Yucekaya does not yet have the answer, but he believes it to be crucial. It won’t be easy. Human discovery would have to be translated into mathematical equations, in order for actual intelligence to be realized. What doesn’t help is that almost all devices and programming codes are based on so-called Turing Machines, a theoretical concept built on calculations that consist of ones and zeros. “I believe a new machine needs to be developed,” Yucekaya says. Thinking in terms of absolute, fixed conditions of either one or zero is not the way forward.
So what is the way forward? Yucekaya draws a square, and another square within it. He asks me to do the same, but to draw a larger square in the center. I glance at him for a second, wondering whether I’m being tricked, and then follow his instructions. The result: another square with a square in its center, only a little larger than the one in the original drawing. The point of this exercise? I never thought to wonder just how big the square should be, what the exact measurements in millimeters should be.

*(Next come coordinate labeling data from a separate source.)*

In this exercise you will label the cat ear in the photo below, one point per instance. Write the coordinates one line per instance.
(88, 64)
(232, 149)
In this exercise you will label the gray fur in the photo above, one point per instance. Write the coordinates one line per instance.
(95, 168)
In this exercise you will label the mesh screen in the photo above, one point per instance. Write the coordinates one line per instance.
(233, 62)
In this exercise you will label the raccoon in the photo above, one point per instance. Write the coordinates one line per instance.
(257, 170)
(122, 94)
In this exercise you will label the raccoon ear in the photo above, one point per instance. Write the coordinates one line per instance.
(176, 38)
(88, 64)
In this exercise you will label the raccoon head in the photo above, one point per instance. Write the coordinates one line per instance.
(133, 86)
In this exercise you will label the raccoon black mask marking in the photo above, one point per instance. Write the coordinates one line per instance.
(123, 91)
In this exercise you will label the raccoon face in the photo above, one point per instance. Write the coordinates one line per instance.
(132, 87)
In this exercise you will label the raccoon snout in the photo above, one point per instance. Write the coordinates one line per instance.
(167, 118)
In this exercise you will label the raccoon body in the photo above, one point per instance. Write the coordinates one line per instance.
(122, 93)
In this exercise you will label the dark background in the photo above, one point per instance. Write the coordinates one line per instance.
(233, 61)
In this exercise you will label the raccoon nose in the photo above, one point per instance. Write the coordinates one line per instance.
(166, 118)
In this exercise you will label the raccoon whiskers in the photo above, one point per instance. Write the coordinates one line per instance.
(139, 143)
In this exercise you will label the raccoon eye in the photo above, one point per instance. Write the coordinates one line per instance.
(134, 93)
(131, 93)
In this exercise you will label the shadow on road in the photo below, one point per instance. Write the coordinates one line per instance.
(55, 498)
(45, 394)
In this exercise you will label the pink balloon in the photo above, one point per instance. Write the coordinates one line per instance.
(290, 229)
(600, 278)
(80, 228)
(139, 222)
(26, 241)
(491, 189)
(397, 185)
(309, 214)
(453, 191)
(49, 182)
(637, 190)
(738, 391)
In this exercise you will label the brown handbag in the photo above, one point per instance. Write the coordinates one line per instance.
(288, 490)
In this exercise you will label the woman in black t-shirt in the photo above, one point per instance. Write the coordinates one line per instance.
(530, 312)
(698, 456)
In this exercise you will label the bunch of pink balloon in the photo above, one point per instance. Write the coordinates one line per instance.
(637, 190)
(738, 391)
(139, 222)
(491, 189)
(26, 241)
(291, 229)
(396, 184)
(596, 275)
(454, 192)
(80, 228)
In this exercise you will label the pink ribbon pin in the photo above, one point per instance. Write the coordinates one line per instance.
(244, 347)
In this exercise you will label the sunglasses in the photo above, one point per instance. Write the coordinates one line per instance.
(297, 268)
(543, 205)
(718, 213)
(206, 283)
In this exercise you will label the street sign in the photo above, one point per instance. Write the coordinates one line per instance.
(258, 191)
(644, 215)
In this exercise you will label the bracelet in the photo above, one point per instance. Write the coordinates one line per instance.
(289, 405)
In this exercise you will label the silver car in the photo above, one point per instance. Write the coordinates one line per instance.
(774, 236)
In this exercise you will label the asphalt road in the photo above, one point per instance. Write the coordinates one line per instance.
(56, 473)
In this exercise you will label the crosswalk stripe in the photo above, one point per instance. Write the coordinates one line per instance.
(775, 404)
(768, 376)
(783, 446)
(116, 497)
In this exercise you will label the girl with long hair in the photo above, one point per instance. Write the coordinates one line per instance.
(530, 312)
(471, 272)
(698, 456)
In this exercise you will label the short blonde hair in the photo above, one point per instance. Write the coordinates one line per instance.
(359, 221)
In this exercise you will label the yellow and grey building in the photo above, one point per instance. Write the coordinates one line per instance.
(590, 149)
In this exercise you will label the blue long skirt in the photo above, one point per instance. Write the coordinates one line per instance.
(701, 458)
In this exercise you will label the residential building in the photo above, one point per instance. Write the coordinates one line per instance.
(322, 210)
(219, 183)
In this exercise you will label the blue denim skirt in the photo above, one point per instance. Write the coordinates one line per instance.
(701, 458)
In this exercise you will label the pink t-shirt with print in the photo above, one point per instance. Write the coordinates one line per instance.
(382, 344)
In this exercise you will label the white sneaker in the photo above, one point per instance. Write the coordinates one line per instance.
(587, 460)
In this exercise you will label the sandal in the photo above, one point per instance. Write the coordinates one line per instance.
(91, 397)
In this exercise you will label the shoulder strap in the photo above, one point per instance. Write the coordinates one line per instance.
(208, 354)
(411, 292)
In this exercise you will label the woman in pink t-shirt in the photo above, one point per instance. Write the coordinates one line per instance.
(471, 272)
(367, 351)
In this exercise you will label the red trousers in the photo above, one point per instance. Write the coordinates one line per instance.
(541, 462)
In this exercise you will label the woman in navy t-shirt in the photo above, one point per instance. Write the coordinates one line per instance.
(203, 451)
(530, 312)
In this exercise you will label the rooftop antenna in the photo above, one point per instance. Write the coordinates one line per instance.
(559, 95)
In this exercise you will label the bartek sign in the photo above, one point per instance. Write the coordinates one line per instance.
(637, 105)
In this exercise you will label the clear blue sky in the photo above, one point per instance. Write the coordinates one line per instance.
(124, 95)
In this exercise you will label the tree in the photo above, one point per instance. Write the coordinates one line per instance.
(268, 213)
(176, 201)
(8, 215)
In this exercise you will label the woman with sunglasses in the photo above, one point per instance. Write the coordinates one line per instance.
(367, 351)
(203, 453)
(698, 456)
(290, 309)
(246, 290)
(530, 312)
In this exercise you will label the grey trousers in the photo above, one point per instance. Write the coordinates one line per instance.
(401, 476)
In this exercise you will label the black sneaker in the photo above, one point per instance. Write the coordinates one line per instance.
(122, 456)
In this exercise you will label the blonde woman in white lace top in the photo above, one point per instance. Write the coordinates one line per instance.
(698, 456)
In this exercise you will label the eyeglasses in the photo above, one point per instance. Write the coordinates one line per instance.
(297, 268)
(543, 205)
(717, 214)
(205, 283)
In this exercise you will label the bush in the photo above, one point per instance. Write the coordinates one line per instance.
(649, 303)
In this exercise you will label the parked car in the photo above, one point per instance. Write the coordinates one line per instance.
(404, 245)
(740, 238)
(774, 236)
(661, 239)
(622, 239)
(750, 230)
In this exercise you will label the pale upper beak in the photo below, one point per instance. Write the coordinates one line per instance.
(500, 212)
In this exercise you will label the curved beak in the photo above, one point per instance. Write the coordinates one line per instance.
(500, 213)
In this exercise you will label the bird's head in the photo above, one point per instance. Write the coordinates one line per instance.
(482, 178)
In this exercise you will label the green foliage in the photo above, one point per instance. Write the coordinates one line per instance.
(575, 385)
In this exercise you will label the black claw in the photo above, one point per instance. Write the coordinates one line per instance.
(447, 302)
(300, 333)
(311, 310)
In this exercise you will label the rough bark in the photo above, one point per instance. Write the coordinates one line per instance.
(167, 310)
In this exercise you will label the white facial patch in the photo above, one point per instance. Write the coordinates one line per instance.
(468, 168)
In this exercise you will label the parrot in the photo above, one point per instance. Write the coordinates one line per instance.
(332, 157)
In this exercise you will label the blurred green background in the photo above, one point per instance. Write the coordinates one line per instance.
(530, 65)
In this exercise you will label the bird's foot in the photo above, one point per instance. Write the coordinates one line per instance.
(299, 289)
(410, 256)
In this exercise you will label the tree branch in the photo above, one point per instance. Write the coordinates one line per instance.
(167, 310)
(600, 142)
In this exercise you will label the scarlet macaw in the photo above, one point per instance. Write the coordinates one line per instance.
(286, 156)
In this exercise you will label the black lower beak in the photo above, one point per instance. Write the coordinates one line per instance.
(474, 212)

“You just started drawing. You begin with starting position A, the example. From there you move to final position B, the slightly larger square. Meanwhile you’re doing C, you’re following the path from A to B.” That path is not determined by calculations, but by processes that we don’t fully understand yet. “That’s where the answer lies,” Yucekaya says. What matters is not the destination, but the journey. “For a human being this is an easy task, but a computer would require you to define the conditions.”
Because a machine that is able to operate without fixed conditions not yet exists, Yucekaya is trying to develop actual intelligence based on the strict computer logic that is available. He uses software by Bethesda Softworks and CryEngine, with which video games such as Fallout, Skyrim and Kingdome Come: Deliverance were created. “I know those environments well, and to cultivate intelligence we need an environment in which we can control everything, including time. Intelligence doesn’t just happen.” After all, how long did it take before mankind became intelligent? In a game, time can be fast-forwarded up to millions or even billions of years.
“AI might discover concepts like love”
Yucekaya releases NPCs (non-player characters) in these games. Only programming them to a minimal extent, he hopes that they will discover the world independently, compare what they encounter, and become intelligent. He fears that the characters’ comparisons will still be based on ones and zeros. But he is willing to try it out, because he wants to test his theory. “Perhaps something will happen that I didn’t expect.” If he succeeds, Yucekaya will have found the very foundation for actual AI.
Does Yucekaya not worry that real artificial intelligence will mean the end of humanity? Humans are the smartest creatures on earth, and our intelligence has extremely unfavorable effects on pretty much all less intelligent animals. That could be cause for concern. But Yucekaya believes that a higher intelligence will be aware of the fact that we were the ones to create it. And that it wouldn’t think to exterminate us. “Why do we think so negatively? Perhaps this intelligence will think: I have to co-exist with humans. Or it discovers concepts like love.” According to Yucekaya, the real danger is not technology, but humans using technology for destructive purposes.